Après un 1er long encensé par la critique, il n'est guère étonnant de voir A. Corbijn se frotté à un film plus mainstream. Sauf que, comme souvent dans ces cas là, ledit réalisateur se fout totalement du genre qu'il aborde. En reprenant un scénario hyper balisé pour qui a vu plus de 4 films de genre dans sa vie, Corbijn n'arrive jamais à surprendre. Mais, quand sa caméra s'attarde (longuement) sur son héros et la délicieuse V. Placido (il suffit qu'une jolie fille soit à moitié nue dans un film pour que l'on parle de révélation de nos jours), il émeut un peu plus. Images superbes, mixage pointilleux, acteurs concernés, ambiance travaillée oui, mais parfois, Corbijn oublie qu'il est dans un genre codifié et il les respecte tous sans surprises. 1 grosse scène d'action bien faite et pour le reste, c'est du contemplatif, du déjà vu 100 fois, des pistes narratives qui restent dans le flou, un certain dédain pour le genre et un G. Clooney qui magnétise la caméra. D'autres critiques sur
Un thriller atypique avec à la clé un Georges Clooney impliqué et à contre-emploi. Entre nous, ça fait franchement plaisir de le voir sortir de sa zone de confort et de le voir en tueur à gage froid avec un jeu plutôt intense.
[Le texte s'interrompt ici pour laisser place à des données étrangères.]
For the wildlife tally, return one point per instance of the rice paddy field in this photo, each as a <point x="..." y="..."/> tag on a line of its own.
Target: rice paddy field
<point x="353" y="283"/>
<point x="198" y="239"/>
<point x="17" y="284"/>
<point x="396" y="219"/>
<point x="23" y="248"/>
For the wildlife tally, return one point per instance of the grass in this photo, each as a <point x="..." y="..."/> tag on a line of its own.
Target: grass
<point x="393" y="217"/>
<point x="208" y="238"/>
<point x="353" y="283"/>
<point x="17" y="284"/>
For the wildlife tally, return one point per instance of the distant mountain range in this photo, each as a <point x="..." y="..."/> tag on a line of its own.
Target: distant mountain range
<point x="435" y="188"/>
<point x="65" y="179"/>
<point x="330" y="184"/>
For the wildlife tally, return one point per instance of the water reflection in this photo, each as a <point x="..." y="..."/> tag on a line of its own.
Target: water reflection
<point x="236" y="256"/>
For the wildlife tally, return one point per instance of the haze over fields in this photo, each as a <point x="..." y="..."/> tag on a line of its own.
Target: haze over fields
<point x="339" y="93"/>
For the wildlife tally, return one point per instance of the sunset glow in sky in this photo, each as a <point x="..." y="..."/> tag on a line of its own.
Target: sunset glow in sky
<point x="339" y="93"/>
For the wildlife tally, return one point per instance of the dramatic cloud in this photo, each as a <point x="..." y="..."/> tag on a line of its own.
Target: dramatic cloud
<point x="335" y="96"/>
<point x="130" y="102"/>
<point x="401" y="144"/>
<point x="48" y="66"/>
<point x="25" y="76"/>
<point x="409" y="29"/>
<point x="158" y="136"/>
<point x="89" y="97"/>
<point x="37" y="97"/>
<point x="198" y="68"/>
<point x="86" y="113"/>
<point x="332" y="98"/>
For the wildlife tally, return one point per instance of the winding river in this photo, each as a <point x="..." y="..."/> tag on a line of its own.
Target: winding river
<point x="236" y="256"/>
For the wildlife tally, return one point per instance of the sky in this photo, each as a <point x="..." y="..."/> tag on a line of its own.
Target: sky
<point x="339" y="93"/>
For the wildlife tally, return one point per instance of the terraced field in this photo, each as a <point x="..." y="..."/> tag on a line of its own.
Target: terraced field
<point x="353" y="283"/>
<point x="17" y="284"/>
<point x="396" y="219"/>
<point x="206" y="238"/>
C'est par ailleurs lui qui constitue l'atout principal du métrage, on va le suivre durant près de deux heures dans une sorte de cheminement vers la rédemption dans lequel le tueur tente de rejoindre l'humanité petit à petit. Ce n'est pas franchement palpitant mais ce rythme très lent, émaillé de quelques scènes d'action étonnantes, finit tant bien que mal par captiver à l'aide notamment de seconds rôles intéressants et d'une photographie très réussie. Au final, Clooney s'avère très convaincant, voire touchant, notamment sur la fin et ce "The American" constitue un petit film plutôt réussi et agréable à découvrir, à voir une fois au moins.
Polar glacial et distancié, ce film n’échappe pas aux travers de l’« exercice de style » mais il séduit par un ton élégant, une photographie soignée et le contre-emploi étonnant de George Clooney.